Pourquoi il faut lire Rumiko Takahashi, la reine du manga
«20 Minutes» revient sur l’oeuvre de la finaliste du grand prix du festival d’Angoulême, qui se tient de jeudi à dimanche
Si elle l’emporte face au Français Emmanuel Guibert et à l’Américain Chris Ware, la Japonaise Rumiko Takahashi pourrait être la deuxième mangaka à être sacrée Grand Prix du festival d’Angoulême (Charente), qui se tient de jeudi à dimanche. Son nom est moins connu en France qu’un Toriyama (« Dragon Ball ») ou un Miyazaki (Le Voyage de Chihiro), mais ses oeuvres le sont tout autant que les leurs.
V Des situations loufoques. « Urusei Yatsura », c’est « Lamu » en français, du nom de cette extraterrestre à la tenue tigrée qui débarque avec son peuple pour envahir la Terre.
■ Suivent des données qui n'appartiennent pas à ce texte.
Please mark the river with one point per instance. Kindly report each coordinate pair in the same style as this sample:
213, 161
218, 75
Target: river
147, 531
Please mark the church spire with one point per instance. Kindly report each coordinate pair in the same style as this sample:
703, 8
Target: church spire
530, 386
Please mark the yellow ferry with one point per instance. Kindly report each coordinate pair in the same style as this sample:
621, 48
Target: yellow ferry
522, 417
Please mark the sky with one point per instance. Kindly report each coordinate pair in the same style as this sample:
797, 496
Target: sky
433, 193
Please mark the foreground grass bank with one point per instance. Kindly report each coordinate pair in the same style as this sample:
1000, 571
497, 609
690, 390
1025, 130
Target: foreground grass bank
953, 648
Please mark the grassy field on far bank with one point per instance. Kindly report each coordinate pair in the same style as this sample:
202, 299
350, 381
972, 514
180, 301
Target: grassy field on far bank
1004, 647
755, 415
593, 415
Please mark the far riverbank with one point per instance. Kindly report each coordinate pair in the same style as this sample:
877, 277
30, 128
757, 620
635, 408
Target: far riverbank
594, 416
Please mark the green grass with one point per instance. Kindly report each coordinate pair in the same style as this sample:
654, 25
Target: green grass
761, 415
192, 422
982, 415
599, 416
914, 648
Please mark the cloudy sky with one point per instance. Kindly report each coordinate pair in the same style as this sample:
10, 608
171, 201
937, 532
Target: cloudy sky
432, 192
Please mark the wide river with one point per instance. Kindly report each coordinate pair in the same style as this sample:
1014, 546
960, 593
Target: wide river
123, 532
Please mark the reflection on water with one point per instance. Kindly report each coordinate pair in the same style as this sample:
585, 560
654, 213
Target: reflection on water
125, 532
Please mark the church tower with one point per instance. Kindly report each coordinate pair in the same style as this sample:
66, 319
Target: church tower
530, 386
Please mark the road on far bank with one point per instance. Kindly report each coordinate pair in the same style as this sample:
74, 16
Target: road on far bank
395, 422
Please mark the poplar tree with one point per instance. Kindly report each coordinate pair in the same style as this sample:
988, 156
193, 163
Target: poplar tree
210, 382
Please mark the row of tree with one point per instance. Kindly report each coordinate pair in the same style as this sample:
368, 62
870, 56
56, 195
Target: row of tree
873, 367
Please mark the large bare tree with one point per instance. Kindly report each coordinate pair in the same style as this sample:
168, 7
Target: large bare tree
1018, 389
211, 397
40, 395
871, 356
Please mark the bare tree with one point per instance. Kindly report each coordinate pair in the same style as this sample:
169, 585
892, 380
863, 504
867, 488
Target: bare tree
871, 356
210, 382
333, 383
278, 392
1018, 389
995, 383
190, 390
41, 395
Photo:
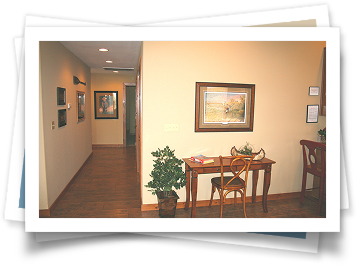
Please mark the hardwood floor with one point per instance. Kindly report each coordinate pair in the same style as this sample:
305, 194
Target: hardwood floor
107, 188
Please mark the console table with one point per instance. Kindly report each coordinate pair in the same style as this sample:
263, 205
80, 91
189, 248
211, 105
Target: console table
194, 169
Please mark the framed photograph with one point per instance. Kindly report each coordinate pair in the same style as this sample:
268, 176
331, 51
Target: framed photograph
312, 115
314, 90
62, 118
61, 96
223, 107
106, 104
81, 106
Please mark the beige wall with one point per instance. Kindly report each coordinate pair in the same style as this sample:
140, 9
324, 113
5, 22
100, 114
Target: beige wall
109, 131
282, 73
62, 150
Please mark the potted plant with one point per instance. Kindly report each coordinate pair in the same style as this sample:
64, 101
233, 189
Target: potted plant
167, 173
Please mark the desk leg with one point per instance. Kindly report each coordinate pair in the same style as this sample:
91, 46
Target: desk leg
267, 176
255, 182
188, 181
194, 193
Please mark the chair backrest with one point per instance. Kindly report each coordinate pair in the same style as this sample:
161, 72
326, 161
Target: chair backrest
241, 160
310, 159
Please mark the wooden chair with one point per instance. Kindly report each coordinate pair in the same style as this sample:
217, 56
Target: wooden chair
233, 183
312, 166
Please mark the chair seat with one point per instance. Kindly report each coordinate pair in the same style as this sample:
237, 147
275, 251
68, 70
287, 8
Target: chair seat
236, 183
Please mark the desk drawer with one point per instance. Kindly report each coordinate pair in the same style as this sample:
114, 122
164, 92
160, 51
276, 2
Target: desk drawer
217, 169
212, 170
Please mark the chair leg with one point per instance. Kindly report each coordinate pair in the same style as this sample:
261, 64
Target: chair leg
221, 202
303, 188
321, 194
245, 213
212, 192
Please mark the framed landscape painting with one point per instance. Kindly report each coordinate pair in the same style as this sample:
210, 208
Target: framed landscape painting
106, 104
224, 107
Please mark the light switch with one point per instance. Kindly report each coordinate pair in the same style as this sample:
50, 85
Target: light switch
171, 128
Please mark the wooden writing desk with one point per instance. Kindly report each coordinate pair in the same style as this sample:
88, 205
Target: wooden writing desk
193, 169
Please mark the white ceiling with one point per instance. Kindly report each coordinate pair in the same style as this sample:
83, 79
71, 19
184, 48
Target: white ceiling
124, 54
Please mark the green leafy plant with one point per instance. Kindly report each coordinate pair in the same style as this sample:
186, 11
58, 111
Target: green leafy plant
167, 172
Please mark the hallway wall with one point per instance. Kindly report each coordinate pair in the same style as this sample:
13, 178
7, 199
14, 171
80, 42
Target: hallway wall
65, 149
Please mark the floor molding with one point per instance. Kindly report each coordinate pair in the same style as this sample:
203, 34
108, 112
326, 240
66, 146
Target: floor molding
107, 145
203, 203
47, 212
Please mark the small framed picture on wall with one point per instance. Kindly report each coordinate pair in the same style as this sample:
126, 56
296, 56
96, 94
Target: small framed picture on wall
106, 104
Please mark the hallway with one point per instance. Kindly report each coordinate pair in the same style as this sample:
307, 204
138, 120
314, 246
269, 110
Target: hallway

Rumiko Takahashi laisse ainsi libre cours à sa folle imagination. Les situations saugrenues, toujours renouvelées, renvoient autant à l’absurde de certaines émissions télé japonaises qu’à
l’humour des Monty Python. Son univers est propice à de nombreuses expérimentations, les siennes, mais pas seulement. Le réalisateur Mamoru Oshii (Ghost in the Shell) a ainsi signé avec Lamu, Un rêve sans fin une adaptation très libre et surtout l’un des premiers films d’auteur de la japanime moderne. « Urusei Yatsura », 18 tomes (éd. Glénat)
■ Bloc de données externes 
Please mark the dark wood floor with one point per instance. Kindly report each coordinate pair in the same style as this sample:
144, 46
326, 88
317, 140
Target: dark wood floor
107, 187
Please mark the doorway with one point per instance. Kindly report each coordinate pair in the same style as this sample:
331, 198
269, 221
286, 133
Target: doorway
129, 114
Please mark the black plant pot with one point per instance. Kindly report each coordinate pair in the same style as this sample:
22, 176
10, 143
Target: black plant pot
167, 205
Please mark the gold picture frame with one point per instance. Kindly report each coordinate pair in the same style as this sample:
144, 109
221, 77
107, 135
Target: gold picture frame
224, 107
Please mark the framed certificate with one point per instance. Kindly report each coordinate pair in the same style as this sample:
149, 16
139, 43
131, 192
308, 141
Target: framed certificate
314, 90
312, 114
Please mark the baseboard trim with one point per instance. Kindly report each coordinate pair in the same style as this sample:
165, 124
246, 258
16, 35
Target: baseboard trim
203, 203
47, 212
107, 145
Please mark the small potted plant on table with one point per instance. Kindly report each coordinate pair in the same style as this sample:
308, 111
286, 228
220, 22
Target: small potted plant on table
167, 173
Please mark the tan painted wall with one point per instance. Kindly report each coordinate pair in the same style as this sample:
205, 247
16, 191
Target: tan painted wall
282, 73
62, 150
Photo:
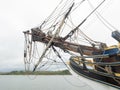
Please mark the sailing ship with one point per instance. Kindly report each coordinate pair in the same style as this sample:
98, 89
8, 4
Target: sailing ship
94, 60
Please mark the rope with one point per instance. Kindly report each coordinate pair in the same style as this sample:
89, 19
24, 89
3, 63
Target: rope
102, 19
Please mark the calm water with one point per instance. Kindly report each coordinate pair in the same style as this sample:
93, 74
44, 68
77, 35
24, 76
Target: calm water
9, 82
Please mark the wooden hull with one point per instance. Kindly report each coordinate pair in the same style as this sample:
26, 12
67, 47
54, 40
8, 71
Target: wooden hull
94, 75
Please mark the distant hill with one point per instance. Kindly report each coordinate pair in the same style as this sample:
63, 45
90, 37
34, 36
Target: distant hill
63, 72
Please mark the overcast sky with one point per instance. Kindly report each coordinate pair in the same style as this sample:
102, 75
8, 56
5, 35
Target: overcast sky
17, 16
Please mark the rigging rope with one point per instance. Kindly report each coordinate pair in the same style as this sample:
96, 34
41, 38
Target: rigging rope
102, 19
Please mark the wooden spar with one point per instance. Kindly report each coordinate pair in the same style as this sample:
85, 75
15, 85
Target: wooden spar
38, 35
52, 38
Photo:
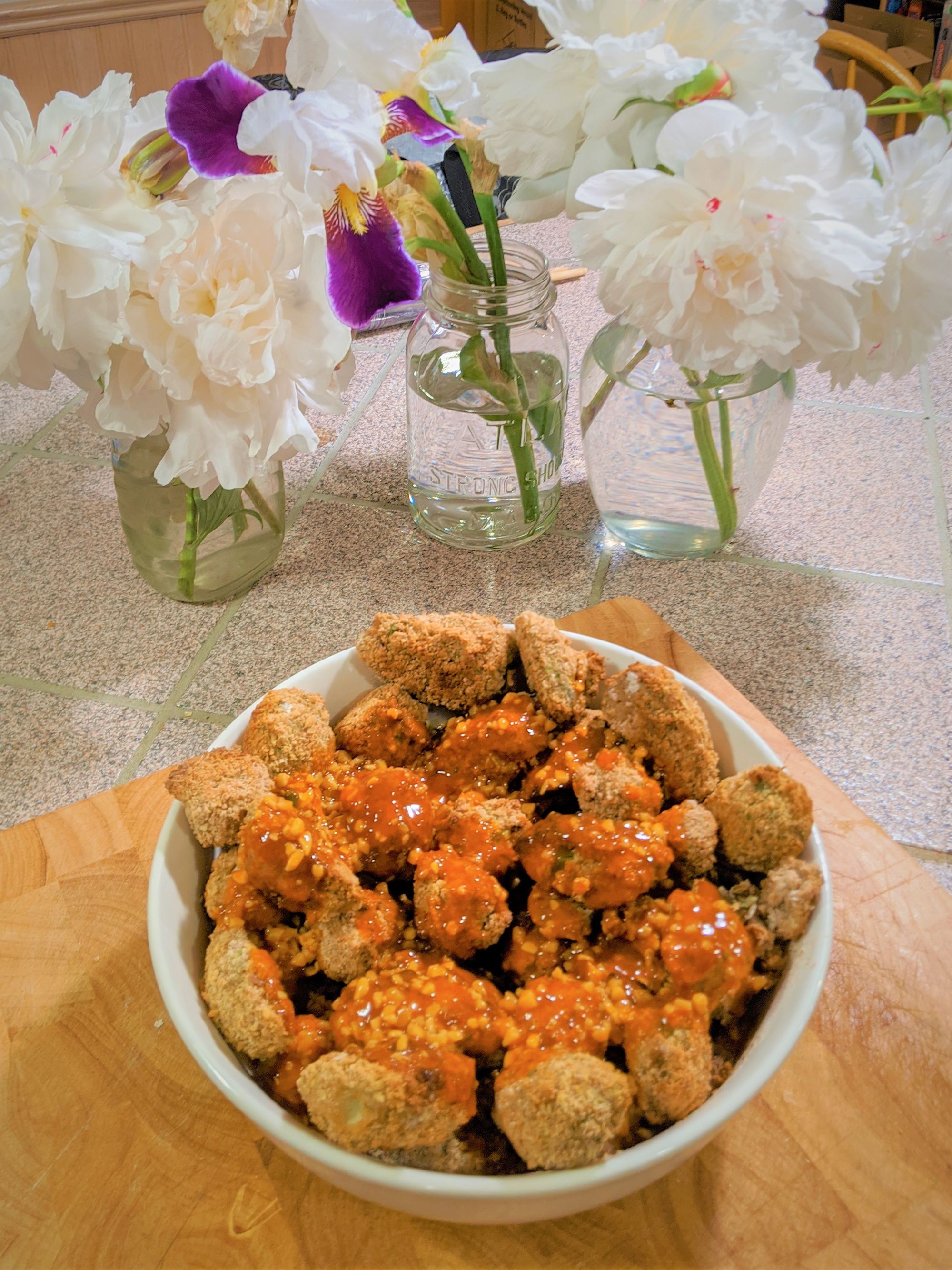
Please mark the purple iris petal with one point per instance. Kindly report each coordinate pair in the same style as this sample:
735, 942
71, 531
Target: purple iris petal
204, 116
404, 115
367, 266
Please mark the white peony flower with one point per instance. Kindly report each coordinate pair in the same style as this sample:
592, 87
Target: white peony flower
240, 27
68, 231
600, 102
902, 319
375, 41
756, 250
229, 340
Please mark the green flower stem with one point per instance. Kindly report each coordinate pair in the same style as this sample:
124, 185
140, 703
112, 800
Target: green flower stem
724, 414
187, 557
589, 413
261, 505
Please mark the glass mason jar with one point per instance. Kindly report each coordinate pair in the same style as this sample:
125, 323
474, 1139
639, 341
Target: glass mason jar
191, 548
486, 387
676, 461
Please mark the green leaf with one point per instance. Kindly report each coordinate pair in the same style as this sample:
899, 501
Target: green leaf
218, 509
482, 369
V Une comédie romantique. En parallèle à « Urusei Yatsura », Rumiko Takahashi, à 23 ans, commence un autre manga, « Maison Ikkoku » alias « Juliette, je t’aime ». Les délires sont ici souvent circonscrits à la chambre de l’étudiant raté Yusaku Godai, où ses colocataires hauts en couleur improvisent des fêtes arrosées tous les soirs. « Maison Ikkoku » est avant tout une comédie romantique – un modèle du genre – entre Godai et Kyoko Otonashi, nouvelle concierge et jeune veuve. Enfin, surtout dans le dessin animé. Le manga, lui, se fait aussi le portrait d’un Japon qui vit au rythme des fins de mois difficiles, des bols de ramens et des us et coutumes. Le lecteur referme chaque tome comme s’il était lui-même un des locataires de la pension des Miiimoooosaaas. « Maison Ikkoku », 10 tomes (éd. Tonkam)
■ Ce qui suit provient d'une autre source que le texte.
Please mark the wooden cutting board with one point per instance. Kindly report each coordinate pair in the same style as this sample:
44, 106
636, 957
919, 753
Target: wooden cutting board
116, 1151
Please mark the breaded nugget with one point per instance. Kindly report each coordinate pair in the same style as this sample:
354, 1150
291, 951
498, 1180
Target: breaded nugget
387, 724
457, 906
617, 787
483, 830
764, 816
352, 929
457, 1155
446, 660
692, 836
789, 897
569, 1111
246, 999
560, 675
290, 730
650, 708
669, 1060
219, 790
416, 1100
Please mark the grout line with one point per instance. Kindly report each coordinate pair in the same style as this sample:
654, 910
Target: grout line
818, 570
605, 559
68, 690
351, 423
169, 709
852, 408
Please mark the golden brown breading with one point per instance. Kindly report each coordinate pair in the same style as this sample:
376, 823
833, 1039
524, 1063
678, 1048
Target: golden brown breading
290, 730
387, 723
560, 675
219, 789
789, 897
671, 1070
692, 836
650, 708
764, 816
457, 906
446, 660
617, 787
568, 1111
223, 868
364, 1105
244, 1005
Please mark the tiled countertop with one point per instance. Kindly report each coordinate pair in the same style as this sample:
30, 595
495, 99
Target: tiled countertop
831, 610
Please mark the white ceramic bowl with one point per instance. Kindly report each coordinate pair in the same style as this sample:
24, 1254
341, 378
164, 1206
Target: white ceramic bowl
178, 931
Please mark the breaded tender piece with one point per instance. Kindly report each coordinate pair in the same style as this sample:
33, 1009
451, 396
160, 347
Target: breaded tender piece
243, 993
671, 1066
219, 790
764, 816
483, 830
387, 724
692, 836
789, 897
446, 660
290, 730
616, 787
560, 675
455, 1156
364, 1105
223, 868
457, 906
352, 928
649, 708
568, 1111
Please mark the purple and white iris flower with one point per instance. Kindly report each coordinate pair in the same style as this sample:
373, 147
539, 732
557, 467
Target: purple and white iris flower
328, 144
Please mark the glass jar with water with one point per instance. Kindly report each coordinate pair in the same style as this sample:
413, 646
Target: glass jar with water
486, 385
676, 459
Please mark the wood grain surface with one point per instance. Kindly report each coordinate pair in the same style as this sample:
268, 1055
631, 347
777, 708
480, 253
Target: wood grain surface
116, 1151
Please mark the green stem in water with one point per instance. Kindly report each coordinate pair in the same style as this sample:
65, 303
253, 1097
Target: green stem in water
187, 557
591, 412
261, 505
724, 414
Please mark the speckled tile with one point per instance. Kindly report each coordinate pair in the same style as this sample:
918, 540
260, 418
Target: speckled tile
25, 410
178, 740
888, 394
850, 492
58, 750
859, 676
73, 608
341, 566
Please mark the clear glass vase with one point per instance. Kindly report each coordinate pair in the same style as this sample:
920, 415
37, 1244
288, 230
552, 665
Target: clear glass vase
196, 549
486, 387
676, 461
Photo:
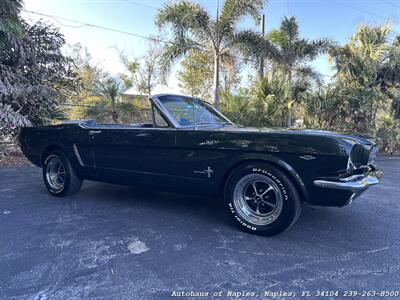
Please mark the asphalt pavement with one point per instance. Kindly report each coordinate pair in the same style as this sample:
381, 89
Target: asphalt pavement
115, 242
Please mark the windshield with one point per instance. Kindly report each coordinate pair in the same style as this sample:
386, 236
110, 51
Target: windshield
188, 111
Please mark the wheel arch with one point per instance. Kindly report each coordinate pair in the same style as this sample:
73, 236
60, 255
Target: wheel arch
47, 150
275, 162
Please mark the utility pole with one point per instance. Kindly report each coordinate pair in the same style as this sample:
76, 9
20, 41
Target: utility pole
216, 67
262, 24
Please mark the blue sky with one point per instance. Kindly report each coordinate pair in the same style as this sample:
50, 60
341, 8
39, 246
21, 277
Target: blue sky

V Un succès mondial. Avec « Ranma ½ », Rumiko Takahashi s’offre son plus gros succès à travers le monde et s’impose comme la reine du shônen. Tout y est : ninjas, combats, pouvoirs, personnages perchés et gags visuels. Là où le manga fait la différence, c’est dans son jeu autour du genre. Lamu et Kyoko sont déjà, chacune à leur manière, des personnages de femmes fortes, à côté desquelles les hommes font peine à voir. Ranma change de sexe selon la température de l’eau, et, si la situation est l’occasion de nombreux quiproquos, elle ne change rien du personnage, de sa personnalité, de ses capacités. Sachant que le shônen s’adresse «officiellement» aux garçons, en opposition au shôjo pour les filles, la mangaka livre ici, mine de rien, une leçon d’égalité et de tolérance. « Ranma ½ », 38 tomes en édition simple, 15 tomes en édition deluxe (éd. Glénat).